„Krzycz. Byle ciszej” Marcina Kąckiego w reż. Anety Groszyńskiej w Teatrze Nowym w Poznaniu. Pisze Rafał Turowski na stronie rafalturow.ski.
Jesteśmy świadkami dwóch zebrań poznańskiego oddziału Związku Literatów Polskich. Podczas pierwszego – za czasów Stalina jeszcze – z owej organizacji zostaje usunięty Wojciech Bąk (świetny Dariusz Pieróg), w sumie – za całokształt, a zwłaszcza za list do Bieruta, w którym się zwraca o możliwość wyjazdu za granicę. Kto z kolegów literatów ten wniosek podpisze?
Przybywa tez Poznania Redaktor z Warszawy (wspaniała rola Ildefonsa Stachowiaka), z taką powiedzielibyśmy „gospodarską wizytą”, pyta literatów, co piszą, rozmawia z nimi niby po przyjacielsku, ale jednak z pozycji Warszawy. Odwiedza też Bąka w jego mieszkaniu na pięterku, jak będzie go przekonywać do zaakceptowania „nowej sytuacji politycznej”?
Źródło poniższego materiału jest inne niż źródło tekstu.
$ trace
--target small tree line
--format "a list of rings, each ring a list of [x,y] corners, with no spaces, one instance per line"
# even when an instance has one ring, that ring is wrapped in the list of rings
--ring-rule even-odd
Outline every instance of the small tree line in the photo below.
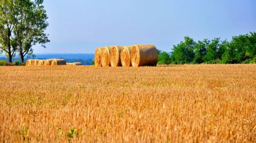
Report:
[[[0,54],[12,62],[18,53],[33,56],[32,46],[50,42],[45,30],[48,26],[43,0],[0,0]]]
[[[167,53],[158,51],[158,64],[256,63],[256,33],[233,36],[231,41],[220,38],[195,41],[186,36]]]

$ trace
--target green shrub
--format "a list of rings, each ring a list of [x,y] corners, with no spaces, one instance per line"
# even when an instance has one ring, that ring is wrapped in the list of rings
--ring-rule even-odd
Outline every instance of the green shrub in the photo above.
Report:
[[[6,61],[5,60],[0,61],[0,66],[5,66]]]

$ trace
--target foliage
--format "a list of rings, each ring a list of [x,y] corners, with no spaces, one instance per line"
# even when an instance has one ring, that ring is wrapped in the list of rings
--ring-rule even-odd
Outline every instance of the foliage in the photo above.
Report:
[[[163,53],[159,51],[160,54]],[[171,53],[169,63],[172,64],[251,63],[256,56],[256,33],[233,36],[229,42],[221,41],[220,38],[195,42],[187,36],[184,42],[174,45]],[[165,64],[162,61],[169,58],[160,57],[159,64]]]
[[[10,62],[17,50],[13,31],[19,14],[16,8],[18,1],[0,0],[0,50],[6,53]]]
[[[14,33],[22,62],[24,62],[26,55],[33,55],[33,45],[38,43],[46,47],[44,44],[50,42],[45,31],[49,24],[46,21],[48,17],[42,6],[43,2],[23,0],[18,3],[20,14],[18,15]]]
[[[25,65],[25,63],[20,62],[19,61],[14,61],[13,64],[14,65]]]
[[[22,61],[33,54],[33,45],[49,42],[44,1],[0,0],[0,51],[9,62],[18,52]]]
[[[189,37],[185,37],[184,41],[174,45],[170,59],[177,64],[188,63],[195,58],[196,42]]]
[[[166,52],[163,52],[158,50],[158,64],[170,64],[170,56]]]

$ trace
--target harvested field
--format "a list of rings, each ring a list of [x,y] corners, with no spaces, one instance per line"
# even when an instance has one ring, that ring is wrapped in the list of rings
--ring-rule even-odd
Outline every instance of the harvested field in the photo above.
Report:
[[[67,65],[72,65],[72,66],[82,65],[82,63],[80,62],[67,63],[66,64]]]
[[[255,142],[255,64],[0,67],[0,142]]]
[[[31,66],[32,65],[32,60],[27,60],[26,61],[26,66]]]
[[[31,65],[37,65],[37,62],[38,62],[39,60],[38,59],[34,59],[32,60],[31,62]]]
[[[53,59],[47,59],[44,62],[44,65],[51,65]]]

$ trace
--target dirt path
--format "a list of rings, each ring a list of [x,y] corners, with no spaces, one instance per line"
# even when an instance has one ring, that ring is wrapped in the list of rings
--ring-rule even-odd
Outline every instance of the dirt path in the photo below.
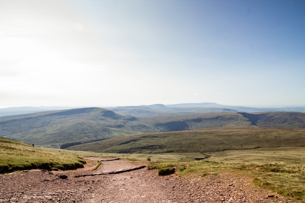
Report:
[[[268,198],[274,194],[256,187],[251,180],[229,173],[182,178],[175,175],[158,176],[156,170],[143,168],[118,174],[73,177],[148,164],[104,161],[92,171],[96,165],[94,159],[97,158],[86,158],[90,159],[85,167],[77,170],[51,173],[33,170],[0,175],[0,202],[291,202],[277,195]]]

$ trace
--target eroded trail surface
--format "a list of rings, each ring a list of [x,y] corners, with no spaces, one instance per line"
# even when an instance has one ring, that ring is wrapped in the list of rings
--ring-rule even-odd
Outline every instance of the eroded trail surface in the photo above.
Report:
[[[96,160],[77,170],[40,170],[0,175],[0,202],[290,202],[256,187],[252,180],[225,173],[203,178],[158,176],[146,168],[122,173],[74,177],[82,174],[147,165],[146,162]],[[274,197],[268,195],[274,194]]]

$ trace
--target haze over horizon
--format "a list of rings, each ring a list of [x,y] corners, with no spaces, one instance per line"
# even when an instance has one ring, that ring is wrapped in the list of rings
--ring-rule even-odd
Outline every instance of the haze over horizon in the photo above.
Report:
[[[0,0],[0,108],[304,106],[304,20],[302,0]]]

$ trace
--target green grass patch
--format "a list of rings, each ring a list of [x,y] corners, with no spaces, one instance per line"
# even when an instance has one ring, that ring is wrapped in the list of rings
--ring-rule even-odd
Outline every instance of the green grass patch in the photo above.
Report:
[[[293,200],[305,200],[305,165],[303,164],[283,162],[259,164],[207,161],[163,162],[152,163],[147,168],[158,169],[160,175],[163,175],[162,173],[164,172],[166,173],[168,170],[176,169],[178,175],[182,177],[195,175],[203,177],[225,172],[233,174],[242,172],[244,175],[255,177],[253,182],[258,186],[290,197]]]
[[[77,155],[33,147],[0,137],[0,173],[20,170],[41,169],[51,170],[84,167],[84,159]]]
[[[103,164],[100,161],[98,162],[96,166],[93,168],[91,170],[92,171],[95,170],[97,169],[98,168],[99,168],[99,166],[101,166],[101,165],[102,165],[102,164]]]

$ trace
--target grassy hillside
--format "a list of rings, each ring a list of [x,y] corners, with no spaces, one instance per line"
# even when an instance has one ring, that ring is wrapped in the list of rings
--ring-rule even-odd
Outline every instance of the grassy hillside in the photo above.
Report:
[[[304,121],[305,113],[296,112],[224,112],[136,117],[102,108],[87,108],[0,117],[0,136],[30,144],[57,145],[143,133],[203,128],[304,128]]]
[[[0,137],[0,173],[40,168],[73,169],[83,167],[78,156]]]
[[[114,153],[205,153],[305,146],[305,129],[221,128],[124,136],[71,147]]]
[[[0,118],[0,136],[35,145],[59,145],[158,130],[134,119],[97,108],[5,117]]]

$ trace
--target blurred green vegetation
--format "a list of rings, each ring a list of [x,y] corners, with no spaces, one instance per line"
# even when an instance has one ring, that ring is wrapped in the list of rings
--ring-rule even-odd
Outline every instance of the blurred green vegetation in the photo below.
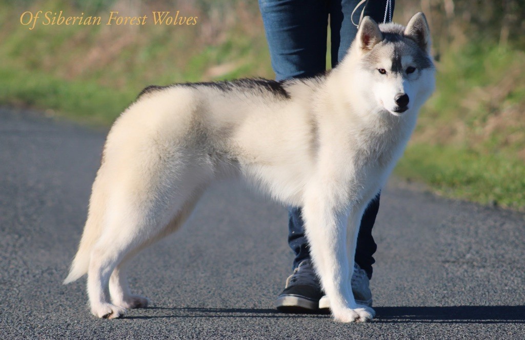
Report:
[[[110,11],[179,11],[198,19],[20,24],[23,13],[38,10],[103,21]],[[433,33],[437,90],[396,173],[447,197],[525,211],[525,1],[404,0],[394,21],[419,11]],[[93,125],[110,123],[148,85],[274,77],[256,1],[0,0],[0,104]]]

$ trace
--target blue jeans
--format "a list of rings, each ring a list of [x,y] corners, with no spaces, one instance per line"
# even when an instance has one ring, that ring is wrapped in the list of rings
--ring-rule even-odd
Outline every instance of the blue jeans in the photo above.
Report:
[[[334,67],[346,54],[355,36],[357,28],[350,15],[359,0],[259,0],[266,39],[270,48],[271,66],[276,79],[310,77],[326,69],[327,34],[328,17],[331,40],[331,66]],[[370,14],[382,22],[384,6],[374,0]],[[367,5],[367,7],[368,5]],[[368,8],[365,9],[365,14]],[[377,14],[375,14],[375,12]],[[361,10],[354,14],[359,20]],[[369,205],[361,220],[358,236],[355,262],[372,277],[372,255],[377,249],[372,229],[379,209],[379,194]],[[289,210],[288,244],[295,253],[293,268],[310,257],[304,235],[301,208]]]

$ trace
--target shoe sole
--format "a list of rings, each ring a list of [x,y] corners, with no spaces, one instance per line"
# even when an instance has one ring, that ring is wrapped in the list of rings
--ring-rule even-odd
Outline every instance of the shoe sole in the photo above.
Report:
[[[319,301],[313,301],[301,296],[284,295],[277,298],[275,306],[284,313],[311,313],[317,312]]]
[[[363,301],[363,300],[355,300],[355,303],[358,305],[364,305],[365,306],[368,306],[369,307],[372,307],[372,298],[370,299]],[[330,300],[328,298],[321,298],[319,300],[319,310],[327,312],[330,311]]]

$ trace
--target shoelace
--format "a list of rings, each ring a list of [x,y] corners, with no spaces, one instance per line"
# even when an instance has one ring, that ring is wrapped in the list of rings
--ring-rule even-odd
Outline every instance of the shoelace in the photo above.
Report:
[[[302,261],[297,267],[293,270],[293,273],[288,276],[286,280],[286,286],[289,286],[290,283],[313,287],[319,285],[313,272],[313,269],[312,268],[309,260],[305,260]]]
[[[354,272],[352,275],[352,279],[351,280],[351,283],[352,284],[356,283],[357,282],[361,281],[363,280],[365,276],[366,276],[366,272],[363,269],[361,269],[357,264],[354,264]]]

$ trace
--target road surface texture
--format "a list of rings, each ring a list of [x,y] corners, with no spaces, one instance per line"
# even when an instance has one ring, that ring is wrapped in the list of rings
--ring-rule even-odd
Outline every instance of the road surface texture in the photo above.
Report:
[[[97,319],[85,278],[61,281],[104,135],[0,108],[0,338],[525,338],[525,217],[395,180],[374,229],[371,322],[274,309],[292,260],[286,210],[229,182],[135,261],[131,286],[151,307]]]

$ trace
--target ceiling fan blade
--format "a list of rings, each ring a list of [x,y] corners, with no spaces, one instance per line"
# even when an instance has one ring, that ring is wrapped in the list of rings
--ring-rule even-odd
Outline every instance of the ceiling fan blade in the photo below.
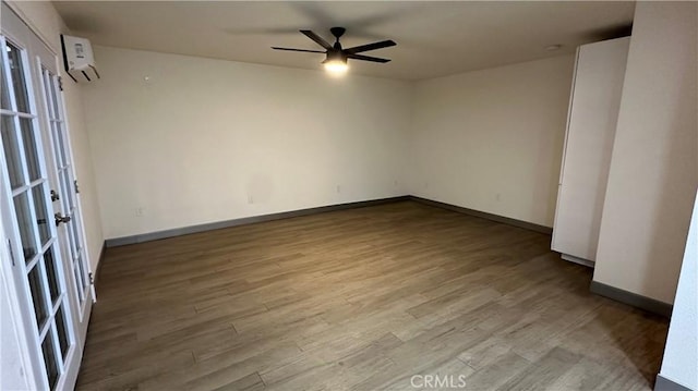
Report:
[[[397,44],[395,44],[394,40],[388,39],[388,40],[382,40],[380,42],[373,42],[373,44],[369,44],[369,45],[354,46],[353,48],[345,49],[345,52],[353,54],[353,53],[359,53],[359,52],[362,52],[362,51],[389,48],[390,46],[396,46],[396,45]]]
[[[347,53],[347,58],[354,59],[354,60],[362,60],[362,61],[381,62],[381,63],[386,63],[390,61],[388,59],[381,59],[377,57],[361,56],[361,54],[353,54],[353,53]]]
[[[301,29],[300,32],[303,33],[308,38],[314,40],[315,44],[322,46],[323,48],[327,50],[332,49],[332,45],[329,45],[326,40],[323,39],[323,37],[311,32],[310,29]]]
[[[308,49],[292,49],[292,48],[277,48],[275,46],[272,47],[272,49],[274,50],[286,50],[286,51],[304,51],[304,52],[309,52],[309,53],[325,53],[322,50],[308,50]]]

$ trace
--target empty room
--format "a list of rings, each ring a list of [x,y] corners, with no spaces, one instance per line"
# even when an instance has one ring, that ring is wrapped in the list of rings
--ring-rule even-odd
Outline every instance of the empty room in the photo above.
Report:
[[[698,2],[1,7],[0,390],[698,391]]]

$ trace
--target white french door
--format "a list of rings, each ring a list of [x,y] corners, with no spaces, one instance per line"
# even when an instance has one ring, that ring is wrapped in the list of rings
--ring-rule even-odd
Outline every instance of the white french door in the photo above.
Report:
[[[75,384],[94,291],[57,58],[7,4],[0,35],[0,215],[32,388]]]
[[[56,187],[52,199],[56,203],[53,212],[56,221],[60,221],[59,236],[63,239],[62,247],[65,264],[74,278],[75,300],[77,303],[77,337],[81,346],[87,334],[87,323],[95,300],[92,274],[88,269],[88,256],[85,248],[82,211],[77,201],[77,181],[73,171],[73,155],[67,134],[63,101],[60,93],[60,80],[50,70],[40,64],[41,84],[48,119],[49,144],[53,151]]]

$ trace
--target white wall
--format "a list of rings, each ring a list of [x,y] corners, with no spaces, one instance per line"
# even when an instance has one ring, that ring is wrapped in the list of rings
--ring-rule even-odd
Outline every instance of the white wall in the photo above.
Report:
[[[552,227],[574,57],[419,82],[410,193]]]
[[[698,390],[698,195],[686,241],[660,375]]]
[[[61,58],[60,34],[70,34],[63,20],[48,1],[9,1],[8,4],[24,20],[49,48]],[[62,72],[62,66],[59,66]],[[97,200],[97,188],[94,181],[89,138],[84,126],[80,87],[70,77],[63,75],[63,99],[68,124],[70,127],[71,147],[75,163],[75,179],[80,183],[80,201],[83,209],[83,221],[89,254],[91,269],[96,270],[104,244],[101,220]]]
[[[594,281],[673,303],[698,185],[695,2],[638,2]]]
[[[408,83],[94,49],[106,237],[406,194]]]

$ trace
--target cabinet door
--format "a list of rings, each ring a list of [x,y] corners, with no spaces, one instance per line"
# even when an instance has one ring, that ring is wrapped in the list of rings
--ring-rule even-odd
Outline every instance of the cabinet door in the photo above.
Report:
[[[552,248],[595,260],[629,37],[583,45],[569,105]]]

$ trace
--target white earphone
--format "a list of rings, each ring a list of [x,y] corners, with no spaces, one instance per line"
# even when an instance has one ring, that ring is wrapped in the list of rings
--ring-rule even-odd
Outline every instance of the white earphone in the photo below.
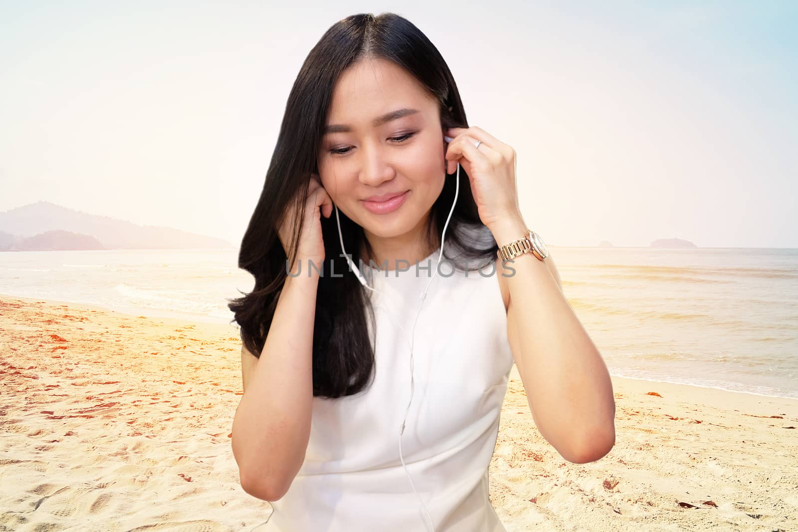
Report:
[[[452,142],[452,140],[453,140],[452,137],[447,136],[445,135],[444,136],[444,139],[446,140],[446,142]],[[457,195],[460,192],[460,163],[457,164],[457,172],[456,172],[455,179],[456,180],[455,180],[455,189],[454,189],[454,202],[452,203],[452,208],[449,210],[448,216],[446,218],[446,223],[444,224],[443,233],[440,234],[440,251],[438,254],[438,266],[439,267],[440,267],[440,258],[443,257],[443,254],[444,254],[444,237],[446,234],[446,227],[448,226],[448,222],[452,219],[452,213],[454,212],[455,205],[456,205],[456,203],[457,203]],[[341,233],[341,219],[338,218],[338,207],[334,203],[334,205],[335,206],[335,221],[336,221],[336,223],[338,223],[338,239],[341,242],[341,251],[343,254],[343,257],[345,257],[346,258],[346,262],[349,263],[350,268],[352,269],[353,273],[354,273],[354,274],[357,276],[358,280],[360,281],[360,284],[363,285],[363,286],[365,286],[365,288],[369,289],[369,290],[371,290],[373,292],[376,292],[377,294],[381,294],[381,292],[379,292],[378,290],[375,290],[375,289],[373,289],[373,288],[372,288],[371,286],[369,286],[369,283],[366,282],[365,278],[360,273],[360,270],[358,269],[358,266],[356,266],[354,265],[354,262],[352,260],[352,258],[350,255],[346,254],[346,250],[344,250],[344,238],[343,238],[343,235]],[[433,526],[433,532],[435,532],[435,523],[433,522],[433,518],[430,517],[430,515],[429,515],[429,511],[427,510],[426,505],[425,505],[424,504],[424,501],[421,500],[421,495],[418,495],[418,491],[416,491],[416,487],[413,483],[413,479],[410,478],[410,473],[407,471],[407,466],[405,465],[405,459],[402,457],[402,453],[401,453],[401,435],[405,432],[405,421],[407,420],[407,413],[410,411],[410,404],[413,402],[413,388],[414,388],[414,385],[413,385],[414,384],[414,381],[413,381],[413,334],[416,332],[416,324],[418,322],[418,317],[421,313],[421,305],[424,305],[424,298],[426,298],[426,296],[427,296],[427,290],[429,288],[429,285],[433,282],[433,279],[435,278],[435,275],[437,274],[437,273],[438,273],[438,267],[436,267],[436,269],[435,269],[435,274],[433,274],[429,278],[429,282],[427,283],[426,287],[425,287],[425,289],[424,289],[424,292],[421,294],[421,305],[419,305],[418,313],[416,314],[416,320],[415,320],[415,321],[413,321],[413,333],[409,336],[409,338],[410,338],[410,341],[409,341],[409,346],[410,346],[410,400],[409,400],[409,401],[408,401],[407,409],[405,409],[405,418],[404,418],[404,420],[402,420],[401,425],[400,425],[400,427],[399,427],[399,459],[401,461],[402,467],[405,467],[405,475],[407,475],[408,480],[410,481],[410,486],[413,487],[413,491],[416,493],[416,496],[418,497],[419,502],[421,503],[421,507],[424,508],[424,511],[427,514],[427,518],[429,519],[429,522],[430,522],[430,524]],[[383,308],[385,308],[385,307],[383,307]],[[385,309],[385,310],[388,311],[388,309]],[[389,313],[390,313],[389,312]],[[392,316],[392,317],[393,317]],[[396,319],[394,319],[393,322],[396,323],[397,325],[398,325],[399,328],[401,329],[402,333],[405,333],[405,336],[407,336],[407,332],[405,330],[405,328],[401,326],[401,325],[399,323],[399,321],[397,321]]]

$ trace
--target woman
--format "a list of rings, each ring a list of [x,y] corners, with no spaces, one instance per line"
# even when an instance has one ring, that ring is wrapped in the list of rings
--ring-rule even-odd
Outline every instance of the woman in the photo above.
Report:
[[[514,162],[405,18],[348,17],[310,51],[241,245],[255,286],[229,305],[264,530],[504,530],[488,467],[514,361],[564,458],[611,447],[609,375],[551,258],[497,258],[527,232]]]

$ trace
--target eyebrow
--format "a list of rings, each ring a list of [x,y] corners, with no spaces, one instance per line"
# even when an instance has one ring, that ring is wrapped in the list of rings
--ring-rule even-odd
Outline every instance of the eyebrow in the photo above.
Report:
[[[391,120],[395,120],[397,119],[401,118],[402,116],[407,116],[409,115],[415,114],[418,112],[418,109],[409,109],[403,107],[401,109],[397,109],[396,111],[391,111],[381,116],[377,116],[374,120],[371,120],[371,124],[373,126],[378,127],[383,124],[390,122]],[[348,133],[352,131],[351,126],[346,124],[334,124],[328,125],[324,128],[323,135],[328,135],[330,133]]]

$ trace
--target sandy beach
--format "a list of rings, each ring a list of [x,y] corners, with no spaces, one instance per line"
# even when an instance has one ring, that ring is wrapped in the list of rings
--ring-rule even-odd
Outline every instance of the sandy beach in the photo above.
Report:
[[[0,295],[0,530],[241,530],[234,327]],[[798,400],[613,377],[616,443],[566,461],[514,368],[490,467],[508,530],[798,530]]]

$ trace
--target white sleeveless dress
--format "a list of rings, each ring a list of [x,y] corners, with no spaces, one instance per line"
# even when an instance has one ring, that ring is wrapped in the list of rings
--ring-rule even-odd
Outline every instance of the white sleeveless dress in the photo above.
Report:
[[[381,292],[368,292],[377,327],[376,338],[369,327],[373,381],[356,396],[314,398],[305,461],[258,532],[432,530],[399,458],[410,398],[408,335],[420,305],[414,392],[401,436],[405,464],[436,532],[505,532],[488,500],[488,477],[513,365],[502,270],[464,272],[444,259],[421,305],[439,252],[418,262],[417,274],[416,264],[362,270]]]

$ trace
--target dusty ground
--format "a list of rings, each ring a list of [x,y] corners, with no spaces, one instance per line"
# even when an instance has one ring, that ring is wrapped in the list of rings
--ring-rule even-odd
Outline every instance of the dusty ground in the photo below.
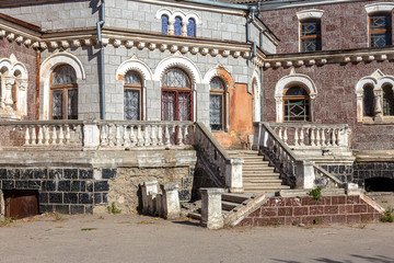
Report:
[[[0,262],[394,262],[394,224],[212,231],[136,214],[55,219],[0,227]]]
W akcie drugim mamy już czasy odwilży i ten sam Związek przywraca dobre imię Bąkowi, który poddany elektrowstrząsom w szpitalu psychiatrycznym ma coraz mniejszy kontakt z rzeczywistością, w jego wyobraźni pojawia się grający na trąbce w kiblu (sic!) Stanisław Barańczak (Mateusz Ławrynowicz), którego ojciec, lekarz Jan Barańczak, poddaje Bąka okrutnemu leczeniu, scena ich rozmowy z placami ręki w roli głównej, jest jedną z najmocniejszych w tym znakomitym przedstawieniu.
Sam Wojciech Bąk jest w tym spektaklu właściwie lustrem, w którym odbijają się postawy jego kolegów literatów, na ile – pytają twórcy – ich sumieniami kieruje strach? A na ile egoizm? Czy historią zawsze można usprawiedliwić ludzką podłość i koniunkturalizm? Co i komu - wreszcie – można wybaczyć?
Mamy więc bardzo gorzki, świetnie jednak napisany i precyzyjnie wyreżyserowany spektakl, ze wspaniałymi rolami całej obsady.